Dan saat itu, sebuah pesan asing muncul di sudut layar. Bukan dari Miska. Bukan dari Eden.

>“Kau menyentuh waktu. Kami mengawasi.”

---

Warga Biasa, Harapan Nyata

Di tengah pelarian, Fall diselamatkan oleh seorang tukang kopi tua di gang sempit.

Lelaki itu mengenal simbol Eden di jaketnya.

>“Dulu anakku ikut gerakan itu. Dia... mati di bawah jembatan Harmoni.”

>“Maaf...” ucap Fall.

>“Jangan minta maaf. Lanjutkan saja.

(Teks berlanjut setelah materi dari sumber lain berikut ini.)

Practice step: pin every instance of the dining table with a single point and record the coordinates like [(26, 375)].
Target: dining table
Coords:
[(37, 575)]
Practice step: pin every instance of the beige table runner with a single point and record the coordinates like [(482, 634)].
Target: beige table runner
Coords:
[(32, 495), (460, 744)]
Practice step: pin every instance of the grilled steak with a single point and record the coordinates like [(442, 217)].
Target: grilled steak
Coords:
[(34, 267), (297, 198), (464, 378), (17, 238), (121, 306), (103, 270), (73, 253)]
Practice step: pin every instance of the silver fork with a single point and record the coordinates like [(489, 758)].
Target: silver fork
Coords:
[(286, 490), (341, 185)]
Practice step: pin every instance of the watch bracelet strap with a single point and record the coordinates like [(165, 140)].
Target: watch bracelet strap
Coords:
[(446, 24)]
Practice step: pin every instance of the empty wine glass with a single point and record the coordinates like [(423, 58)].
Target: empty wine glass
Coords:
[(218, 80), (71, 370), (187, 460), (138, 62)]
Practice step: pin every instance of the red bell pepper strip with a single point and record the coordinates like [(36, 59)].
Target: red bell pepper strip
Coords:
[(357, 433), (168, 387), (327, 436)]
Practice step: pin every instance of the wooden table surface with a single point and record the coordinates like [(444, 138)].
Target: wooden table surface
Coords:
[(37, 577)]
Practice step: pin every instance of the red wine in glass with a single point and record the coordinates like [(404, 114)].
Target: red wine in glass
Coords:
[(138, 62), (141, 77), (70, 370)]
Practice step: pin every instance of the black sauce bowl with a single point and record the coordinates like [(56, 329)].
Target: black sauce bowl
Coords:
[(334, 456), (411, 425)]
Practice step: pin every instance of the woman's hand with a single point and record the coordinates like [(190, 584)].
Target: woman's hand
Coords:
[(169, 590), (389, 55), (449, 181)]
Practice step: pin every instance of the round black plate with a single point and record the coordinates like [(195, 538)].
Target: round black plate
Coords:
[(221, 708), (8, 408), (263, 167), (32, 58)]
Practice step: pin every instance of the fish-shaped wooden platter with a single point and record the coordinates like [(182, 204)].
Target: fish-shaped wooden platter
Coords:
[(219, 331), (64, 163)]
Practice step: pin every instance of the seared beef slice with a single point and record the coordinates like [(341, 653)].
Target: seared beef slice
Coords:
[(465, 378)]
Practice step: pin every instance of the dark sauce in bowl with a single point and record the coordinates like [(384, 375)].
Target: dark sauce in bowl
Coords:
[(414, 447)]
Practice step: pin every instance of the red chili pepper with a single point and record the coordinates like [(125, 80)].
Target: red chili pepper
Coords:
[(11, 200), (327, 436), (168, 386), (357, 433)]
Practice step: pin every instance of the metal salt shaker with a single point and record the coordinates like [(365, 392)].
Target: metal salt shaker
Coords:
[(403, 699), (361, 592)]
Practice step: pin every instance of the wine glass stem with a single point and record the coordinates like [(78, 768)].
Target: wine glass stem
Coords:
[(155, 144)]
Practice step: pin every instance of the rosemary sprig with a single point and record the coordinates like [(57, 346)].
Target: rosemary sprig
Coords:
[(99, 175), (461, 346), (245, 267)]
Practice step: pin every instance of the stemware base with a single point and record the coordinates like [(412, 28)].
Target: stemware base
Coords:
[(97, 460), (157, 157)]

Jangan biarkan harapan anakku mati dua

kali.”

Di jalan lain, seorang bocah kecil menggambar lambang Eden di dinding dengan krayon merah. Saat Fall lewat, bocah itu tersenyum dan memberi salam hormat seperti tentara.

---

SIAPAKAH LYRA?

Fall bertemu tokoh lain: Lyra, ahli komunikasi bawah tanah.

>“Kamu terlambat. Kita akan ketahuan jika tidak cepfall

>“Maafkan aku namun siapakah kau?” ucap fall.

>“Aku Lyra ahli komunikasi bawah tanah.”

Tatapan Lyra tajam. Tapi ada sesuatu dalam sorot matanya. Sesuatu yang menyimpan agenda lain. Kata-katanya terlalu terukur. Fall mencatat dalam hati.

>Tak semua yang lahir di dunia ini tumbuh untuk menyelamatkannya.

Malam itu, saat Lyra berpaling dan menghilang ke lorong sempit, ia mengaktifkan komunikator rahasia dan berbisik:

>“Dia aman dan sedang bersamaku. Tunggu perintah selanjutnya.”

---

Fall mengencangkan jaketnya. Langit Jakarta menyala merah karena proyeksi iklan SpectraNode.

>“Dari Jakarta,” katanya pada Miska, “kita mulai membakar sistem.”